After the slightly bumpier issue #2, Superman/Wonder Woman is back on track with issue #3, which features not only a bevy of guest superheroes, including Batman and the Justice League of America, but also classic Superman villain General Zod, Harrods, a Christmas present, an ex-boyfriend and a USB flash drive.
Guess which one is going to give our hero and heroine the biggest problem?
Superman’s up on the moon, trying to deal with all the extra sun energy Apollo gave him last issue. He’s also trying to work out how much to involve Diana in all of this, with the help of his super best bro and relationship counsellor Batman.
Meanwhile, it’s the 1980s again, because Princess Diana is shopping in Harrods for her boyfriend.
Apparently, finding Christmas presents for superheroes is hard.
But out in a desert, General Zod has escaped or been released from the Phantom Zone.

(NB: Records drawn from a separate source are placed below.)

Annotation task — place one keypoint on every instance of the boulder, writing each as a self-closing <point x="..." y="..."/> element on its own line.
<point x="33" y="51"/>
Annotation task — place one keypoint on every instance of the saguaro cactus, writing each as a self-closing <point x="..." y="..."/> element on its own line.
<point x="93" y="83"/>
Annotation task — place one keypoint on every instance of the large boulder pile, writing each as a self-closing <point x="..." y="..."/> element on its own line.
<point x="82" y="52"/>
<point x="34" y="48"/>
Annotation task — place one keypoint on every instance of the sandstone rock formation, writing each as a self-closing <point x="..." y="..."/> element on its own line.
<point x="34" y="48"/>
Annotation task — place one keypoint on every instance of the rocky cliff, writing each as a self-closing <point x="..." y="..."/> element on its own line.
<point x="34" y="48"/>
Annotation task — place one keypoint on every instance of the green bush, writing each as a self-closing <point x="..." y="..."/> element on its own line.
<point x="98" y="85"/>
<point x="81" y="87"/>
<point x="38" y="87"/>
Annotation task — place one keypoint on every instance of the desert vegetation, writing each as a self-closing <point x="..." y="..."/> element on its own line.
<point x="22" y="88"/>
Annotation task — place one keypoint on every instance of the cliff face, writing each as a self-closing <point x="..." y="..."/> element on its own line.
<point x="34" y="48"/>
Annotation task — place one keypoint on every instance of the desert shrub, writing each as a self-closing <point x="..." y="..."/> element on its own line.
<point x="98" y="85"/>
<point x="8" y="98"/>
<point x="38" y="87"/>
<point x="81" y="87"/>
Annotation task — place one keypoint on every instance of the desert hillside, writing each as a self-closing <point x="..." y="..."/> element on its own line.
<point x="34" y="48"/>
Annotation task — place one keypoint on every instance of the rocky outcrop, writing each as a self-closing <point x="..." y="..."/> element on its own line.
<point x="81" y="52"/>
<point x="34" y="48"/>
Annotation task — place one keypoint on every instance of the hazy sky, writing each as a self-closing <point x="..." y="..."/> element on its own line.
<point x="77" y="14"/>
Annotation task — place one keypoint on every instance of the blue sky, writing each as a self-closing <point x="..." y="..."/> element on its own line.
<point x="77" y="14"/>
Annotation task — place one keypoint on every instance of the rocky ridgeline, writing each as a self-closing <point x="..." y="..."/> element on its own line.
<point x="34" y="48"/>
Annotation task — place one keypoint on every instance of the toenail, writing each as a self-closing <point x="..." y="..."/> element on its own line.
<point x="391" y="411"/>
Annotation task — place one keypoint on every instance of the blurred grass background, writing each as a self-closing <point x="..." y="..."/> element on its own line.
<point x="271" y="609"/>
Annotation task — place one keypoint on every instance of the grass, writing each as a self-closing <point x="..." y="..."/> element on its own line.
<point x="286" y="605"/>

And he’s a bit confused and stompy.
The Justice League of America (well, most of them) don’t think that’s a good idea, though.
After giving them a thorough beating, Zod meets his match in… Wonder Woman and her lasso.
Superman and Wonder Woman assert their rights to their prisoner, taking him off to be stored in Superman’s zoo (yes, Zod in a zoo – it’s alliteration-tastic this issue).
But just as Diana reveals her Christmas gift to Superman – blessed silence – and everything gets romantic, the world finds out that Superman and Wonder Woman are a couple, thanks to that pesky USB drive.
Is it any good?
Very. It’s got fights, it’s got romance, it’s got guest stars, it’s got plot twists and turns, it’s got surprises galore, some of the inbalances of the previous issues have been redressed, and it looks great, too. What more do you want?
First, a couple nitpicks. I’m pretty sure that Superman can hold his breath a long time; I’m not sure how he manages to speak on the Moon, though (there’s probably an explanation).
Second, Tony Daniel’s artwork is largely lovely, but a few of his drawings give Wonder Woman a roman nose and even cross-eyes. Which, at least for consistency’s sake, isn’t right.
Third, Soule does suggest the tension that exists between Wonder Woman and former beau Steve Trevor, but Wonder Woman really isn’t especially nice to Steve in their exchanges. Yes, he’s being a dick, but she’s always been very careful with him and his feelings.
Equally, Superman is dickish to Steve. Yes, it emphasises that Supes and Wondy stick together, but it doesn’t make them look great as a couple and doesn’t suggest they’re bringing the best out in each other.
But those minor things aside, this is a very enjoyable issue. I’m glad to see that the effects of Apollo on Superman haven’t been glossed over, making him more of a worthy enemy than issue #2 suggested. Equally, it was nice to see the Justice League of America taking a battering at the hands of Superman’s equal, Zod, only for Wonder Woman have him all trussed up in a couple of panels:
It’s a fun contrast that shows just how significantly outside other superheroes’ league both Superman and Wonder Woman are, with the dynamic couple literally heads and shoulders above the others (hopefully, it’s not going to their heads – cf Steve Trevor and being dicks to him). It’s also a counterpoint to the ease with which Superman took down Apollo last issue, which was one of its biggest flaws.
Most importantly, it shows you just how much shorter and different a movie Man of Steel would have been had Wonder Woman turned up at the end, rather than waiting until the forthcoming Superman v Batman. Superman + Wonder Woman + Lasso + Zod ≠ dead Zod + murdering Superman + controversy.
It’s worth noting, here, that Zod’s protestations of innocence and only being confused when he went ape-shit crazy are all done while he’s bound up by the Lasso of Truth, so unless there’s been an artwork or writing snafu (or Charles Soule has forgotten it’s still the Lasso of Truth in the nu52, which seems unlikely), all the things he says are true:
For the stompy general, this is a nice character touch from Soule, a Zod that’s more than just fighting and blowing things up, a touch that’s echoed in a pane showing Zod discovering the joys of flight:
Which incidentally nicely echoes a similar page from the much maligned Odyssey.
Also offsetting another previous inbalance is Superman’s reliance on Batman for relationship-counselling. As I mentioned in my review of issue #1, while Superman got to talk about work and stuff, Wonder Woman was relegated to talking about boys in her spare time, largely because she had a gal-pal (now revealed to be a bi gal-pal in a nicely inclusionary Amazon measure by Soule) and Supes didn’t have a friend of his own to talk to. Now we have Supes asking the billionaire playboy philanthropist Batman how best to deal with Diana and their relationship, which gives us more of an insight into his internal life, too.
All in all, a great issue, with great kissing, great punching, great character moments and great plot moments. One to add to the collection.